While molecular dynamic (MD)-based free energy methods (FEMs) serve as the predominant technique for obtaining high-accuracy RBFE and ABFE, they face a dilemma with the trade-offs between accuracy and efficiency. MD-based FEMs are broadly classified into two categories: physical pathway methods and alchemical free energy methods (AFEMs). The physical pathway approach, which simulates the ligand dissociation through a realistic physical pathway, is limited by the impractically long timescale required under current computational resources [5]. Amidst this difficulty, AFEMs, which rely on transforming one molecular state into another through a series of alchemical intermediates, offer a more reliable and feasible approach, demonstrating exceptional accuracy and a strong track record of successful applications in recent years [6–8]. While traditional AFEMs, such as free energy perturbation (FEP) [9] and thermodynamic integration (TI) [10], have proven to be very useful, there is still room for improvement. More recent approaches like λ-dynamics with bias-updated Gibbs sampling (LaDyBUGS) [11] and convergence-adaptive roundtrip method of combined-structure FEP (CS-FEP-CAR) [12] aim to further the balance between accuracy and expense. Nevertheless, this balance still remains suboptimal with existing methods, highlighting the urgent need for the development of novel methods.
On the other hand, in recent years, several studies have sought to integrate machine learning interatomic potentials (MLIPs) into AFEMs to address engineering challenges in MLIP implementation and further enhance computational accuracy. For instance, Zariquiey et al. developed a hybrid force field combining molecular mechanics (MM) with neural network potentials (NNPs) and implemented it within the alchemical transfer method (ATM) framework using the OpenMM simulation platform [13]. Similarly, Wang et al. integrated MM with diverse advanced MLIPs within the TI framework on the Amber simulation platform [14]. These approaches enable MLIPs to capture more precise and detailed protein–ligand interactions, thereby improving the accuracy of binding free energy calculations. However, this gain in accuracy comes at the cost of reduced computational efficiency.
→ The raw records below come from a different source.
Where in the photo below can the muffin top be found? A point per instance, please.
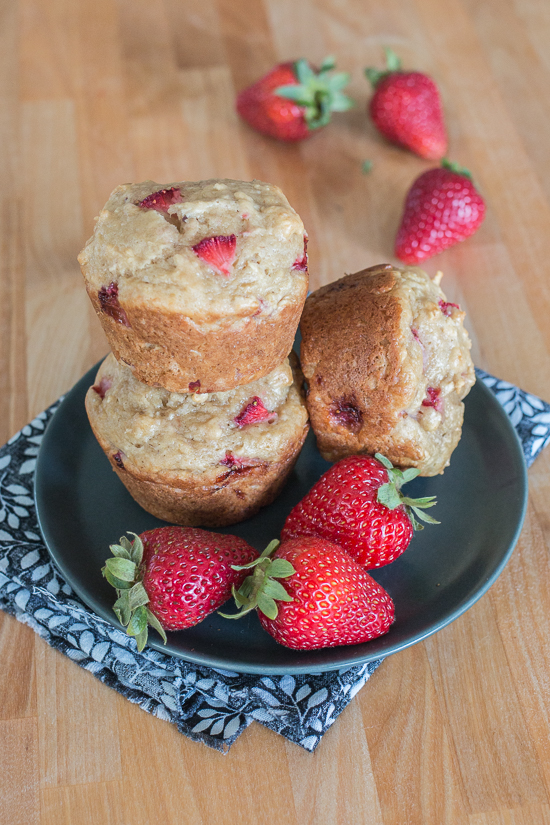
(205, 249)
(387, 360)
(160, 432)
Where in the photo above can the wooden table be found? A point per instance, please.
(453, 730)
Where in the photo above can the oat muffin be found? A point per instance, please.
(200, 459)
(387, 362)
(198, 284)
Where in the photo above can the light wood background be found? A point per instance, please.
(98, 92)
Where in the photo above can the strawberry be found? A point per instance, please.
(162, 199)
(253, 413)
(406, 109)
(433, 399)
(218, 252)
(108, 301)
(293, 99)
(357, 504)
(103, 387)
(328, 598)
(441, 209)
(173, 577)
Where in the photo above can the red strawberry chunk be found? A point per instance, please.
(104, 385)
(236, 466)
(253, 413)
(433, 399)
(162, 200)
(118, 459)
(218, 252)
(347, 413)
(446, 307)
(300, 263)
(108, 300)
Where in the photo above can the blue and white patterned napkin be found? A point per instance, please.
(211, 706)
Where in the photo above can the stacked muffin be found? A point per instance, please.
(395, 380)
(199, 288)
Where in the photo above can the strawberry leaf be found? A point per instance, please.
(120, 551)
(118, 584)
(268, 606)
(138, 622)
(424, 516)
(410, 473)
(319, 93)
(122, 569)
(141, 639)
(156, 625)
(122, 608)
(137, 596)
(389, 496)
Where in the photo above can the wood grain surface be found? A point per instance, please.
(454, 730)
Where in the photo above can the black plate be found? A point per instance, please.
(82, 508)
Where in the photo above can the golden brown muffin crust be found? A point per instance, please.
(368, 368)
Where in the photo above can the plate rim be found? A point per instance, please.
(343, 661)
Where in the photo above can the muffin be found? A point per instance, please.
(198, 285)
(200, 459)
(387, 362)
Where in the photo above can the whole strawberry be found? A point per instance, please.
(328, 599)
(441, 209)
(357, 505)
(406, 108)
(173, 577)
(293, 99)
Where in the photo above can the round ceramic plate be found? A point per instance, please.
(82, 508)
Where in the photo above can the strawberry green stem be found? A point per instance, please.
(390, 495)
(261, 590)
(123, 572)
(454, 167)
(319, 92)
(393, 64)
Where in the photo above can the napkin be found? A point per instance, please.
(209, 705)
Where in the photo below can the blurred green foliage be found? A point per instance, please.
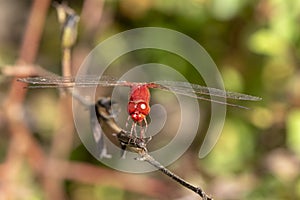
(256, 46)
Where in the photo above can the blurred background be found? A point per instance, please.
(254, 43)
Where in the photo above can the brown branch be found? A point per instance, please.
(21, 137)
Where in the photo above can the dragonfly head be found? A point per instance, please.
(138, 110)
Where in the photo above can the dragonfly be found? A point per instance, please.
(138, 107)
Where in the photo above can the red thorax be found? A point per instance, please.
(138, 105)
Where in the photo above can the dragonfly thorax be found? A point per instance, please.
(138, 105)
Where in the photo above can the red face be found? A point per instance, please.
(138, 110)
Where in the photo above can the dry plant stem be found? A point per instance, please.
(147, 158)
(23, 145)
(21, 141)
(62, 138)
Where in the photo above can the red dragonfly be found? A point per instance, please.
(139, 96)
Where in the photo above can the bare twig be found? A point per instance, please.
(21, 137)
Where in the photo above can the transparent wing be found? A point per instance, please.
(65, 82)
(202, 92)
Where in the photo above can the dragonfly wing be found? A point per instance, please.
(203, 93)
(67, 82)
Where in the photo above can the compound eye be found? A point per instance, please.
(142, 106)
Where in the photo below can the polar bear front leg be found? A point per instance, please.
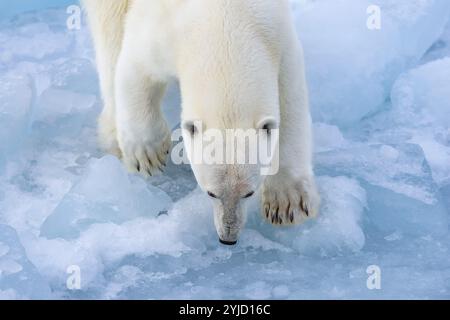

Another considerable challenge of AFEM is that researchers tend to devote considerable time in parameterizing the λ settings or adapting the sampling strategy of λ, as the overlap of adjacent phase spaces is crucial for the convergence and accuracy of calculations, particularly in the case of large structural changes between the two end states. Non-optimal alchemical intermediates result in excessive or inadequate overlap between windows, leading to computational costs being inflated by up to ten times and large errors in free energy estimates. This hinders wider adoption of AFEMs in practical applications despite their supposedly highly accurate modeling capacity. In the face of this challenge, Zeng and Qian [15] and Zhang et al. [16] both utilized pre-run short-time simulations to assess the overlap of phase space. The major problem with such attempts is that pre-run simulations also entail significant computational expenses. Consequently, to maximize the full potential of AFEMs, it is desirable to devise protocols that automatically set up suitable windows at minimal cost while reducing manual trials and interventions.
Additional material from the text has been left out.